15- Les années 1530 et 1540

Pour accéder au chapitre suivant, cliquer sur le titre vert.


Luther prêchant

L’organisation de l’église évangélique (1524-1530)

Dans le domaine du culte, Luther, qui avait rédigé quelques années auparavant, De l’organisation du culte dans la paroisse (1523), effectue une paraphrase allemande du Notre Père (Messe allemande, 1526), qui suit la prédication et prépare, en tant que confession de foi, à la communion.
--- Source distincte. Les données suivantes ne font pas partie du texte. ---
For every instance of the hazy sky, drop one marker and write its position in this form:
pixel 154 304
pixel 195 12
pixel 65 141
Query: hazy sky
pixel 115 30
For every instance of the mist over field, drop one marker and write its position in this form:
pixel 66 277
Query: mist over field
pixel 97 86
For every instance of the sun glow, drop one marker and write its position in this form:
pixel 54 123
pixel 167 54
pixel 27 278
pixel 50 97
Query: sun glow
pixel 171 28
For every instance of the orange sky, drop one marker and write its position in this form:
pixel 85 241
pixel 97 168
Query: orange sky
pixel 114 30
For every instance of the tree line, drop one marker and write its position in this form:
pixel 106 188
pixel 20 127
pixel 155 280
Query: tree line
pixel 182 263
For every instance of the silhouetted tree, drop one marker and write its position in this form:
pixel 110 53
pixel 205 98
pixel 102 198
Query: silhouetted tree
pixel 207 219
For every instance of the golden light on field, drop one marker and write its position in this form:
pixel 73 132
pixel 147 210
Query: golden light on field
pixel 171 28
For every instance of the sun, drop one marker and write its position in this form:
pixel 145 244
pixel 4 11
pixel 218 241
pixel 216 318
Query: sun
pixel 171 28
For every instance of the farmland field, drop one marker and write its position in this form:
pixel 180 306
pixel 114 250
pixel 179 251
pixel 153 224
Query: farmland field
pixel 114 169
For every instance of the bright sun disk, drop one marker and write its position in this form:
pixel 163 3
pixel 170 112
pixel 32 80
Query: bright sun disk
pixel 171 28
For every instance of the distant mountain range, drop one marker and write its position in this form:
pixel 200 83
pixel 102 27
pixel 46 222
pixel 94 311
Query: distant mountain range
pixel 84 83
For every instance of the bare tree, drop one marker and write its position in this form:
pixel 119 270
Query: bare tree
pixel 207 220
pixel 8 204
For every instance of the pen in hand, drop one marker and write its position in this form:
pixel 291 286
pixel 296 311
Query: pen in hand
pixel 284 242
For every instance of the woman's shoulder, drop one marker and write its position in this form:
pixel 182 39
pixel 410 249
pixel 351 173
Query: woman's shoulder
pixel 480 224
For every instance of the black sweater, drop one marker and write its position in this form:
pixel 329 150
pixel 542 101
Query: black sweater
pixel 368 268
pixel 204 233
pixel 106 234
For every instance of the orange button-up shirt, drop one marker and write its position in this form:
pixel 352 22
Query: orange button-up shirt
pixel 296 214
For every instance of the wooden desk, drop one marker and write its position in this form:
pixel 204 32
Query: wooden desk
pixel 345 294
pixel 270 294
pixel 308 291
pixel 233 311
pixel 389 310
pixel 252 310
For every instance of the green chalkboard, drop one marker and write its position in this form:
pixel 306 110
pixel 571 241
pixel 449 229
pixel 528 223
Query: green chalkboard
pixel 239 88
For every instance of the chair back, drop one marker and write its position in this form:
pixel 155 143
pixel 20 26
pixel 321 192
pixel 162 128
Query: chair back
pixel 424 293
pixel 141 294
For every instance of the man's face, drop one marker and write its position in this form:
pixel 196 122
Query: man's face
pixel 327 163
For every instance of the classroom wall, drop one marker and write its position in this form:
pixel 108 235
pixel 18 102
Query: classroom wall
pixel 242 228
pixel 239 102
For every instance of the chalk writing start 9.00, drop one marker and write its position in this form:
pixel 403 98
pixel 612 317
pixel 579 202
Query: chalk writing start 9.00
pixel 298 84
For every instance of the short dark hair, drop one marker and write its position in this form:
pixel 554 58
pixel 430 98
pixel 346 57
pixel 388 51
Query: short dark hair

Et surtout, il compose trente six cantiques en langue vernaculaire. Un premier recueil paraît en 1524 à Nuremberg ; le plus célèbre de ses cantiques, Ein feste Burg ist unser Gott (C’est un rempart que notre Dieu), date de 1528 et proclame la souveraineté de Dieu sur les puissances mauvaises. Inspirés étroitement de la Bible (notamment des Psaumes) ou fondés sur des hymnes allemands ou latins du Moyen Age, ces chants ressortissent à des genres divers : prières, chants confessants, catéchétiques ou à fonction liturgique… En revanche, ils ont en commun une tonalité extrêmement positive : exaltant l’œuvre salvatrice du Christ pour le croyant, c’est avec sérénité qu’ils envisagent les tribulations et la mort.

Il convenait également de donner une organisation à l’Eglise évangélique. Dès 1525, Luther suggère au prince électeur de faire contrôler la manière dont sont financées les paroisses et les écoles dans ses territoires. La visite pastorale n’a lieu qu’à partir de 1527 ; elle a trait non seulement aux problèmes matériels, mais encore aux questions morales et doctrinales. Luther en personne y prend part en 1528. Par la suite, il institue des surintendants, pasteurs chargés d’une fonction de surveillance, notamment sur leurs collègues.

Une fois constatés les besoins en argent et en hommes instruits, Luther multiplie les lettres de recommandation pour des pasteurs, pourvoie les paroisses en ministres, tout en les incitant d’une part à prendre soin elles-mêmes de la relève : « Et c’est aujourd’hui une époque d’or, où l’on peut éduquer bien et richement, et aussi facilement des personnes instruites et de qualité ; qui sait comment il en sera par la suite ? », d’autre part à traiter convenablement les serviteurs de l’Evangile : « Si l’on doit maintenir des églises, ainsi que l’on en a la responsabilité, il faut véritablement que les souverains y mettent de l’argent. »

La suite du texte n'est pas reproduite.